Nancy Sorkin Rabinowitz is Professor of Comparative Literature at Hamilton College, USA. Author of Anxiety Veiled: Euripides and the Traffic in Women (1993) and Greek Tragedy (2008), she has co-edited Vision and Viewing in Ancient Greece, with Sue Blundell and Douglas Cairns (2013), Feminist Theory and the Classics, with Amy Richlin (Routledge, 1993), Among Women: From the Homosocial to the Homoerotic in the Ancient World, with Lisa Auanger (2002), as well as From Abortion to Pederasty: Addressing Difficult Topics in the Classics Classroom, with Fiona McHardy (2014), which won the Teaching Literature Book Award 2015. She is one of the co-editors and translators of Women on the Edge: Four Plays by Euripides (1999).

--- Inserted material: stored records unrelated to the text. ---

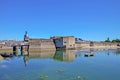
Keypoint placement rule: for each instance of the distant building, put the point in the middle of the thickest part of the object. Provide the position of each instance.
(65, 42)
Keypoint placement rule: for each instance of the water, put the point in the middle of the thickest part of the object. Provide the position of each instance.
(62, 65)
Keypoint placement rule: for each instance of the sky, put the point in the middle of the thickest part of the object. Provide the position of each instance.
(87, 19)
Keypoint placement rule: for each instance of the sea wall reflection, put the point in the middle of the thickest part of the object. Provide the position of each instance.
(60, 55)
(64, 55)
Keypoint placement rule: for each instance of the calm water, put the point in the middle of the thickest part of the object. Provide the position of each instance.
(62, 65)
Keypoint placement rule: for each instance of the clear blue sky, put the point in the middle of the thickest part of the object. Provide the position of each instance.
(86, 19)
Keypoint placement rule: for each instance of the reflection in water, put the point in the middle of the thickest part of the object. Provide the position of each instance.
(51, 69)
(64, 55)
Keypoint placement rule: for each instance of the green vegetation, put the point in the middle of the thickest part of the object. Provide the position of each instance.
(114, 40)
(108, 40)
(43, 76)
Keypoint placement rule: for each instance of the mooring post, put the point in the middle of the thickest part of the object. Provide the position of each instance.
(15, 50)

James Robson is Senior Lecturer in Classical Studies at the Open University, UK. His previous publications include Humour, Obscenity and Aristophanes (2006); Aristophanes: An Introduction (shortlisted for the Anglo-Hellenic Leagues Runciman Award, 2009); Ctesias History of Persia: Tales of the Orient (with Lloyd Llewellyn-Jones; 2010) and Sex and Sexuality in Classical Athens (2013).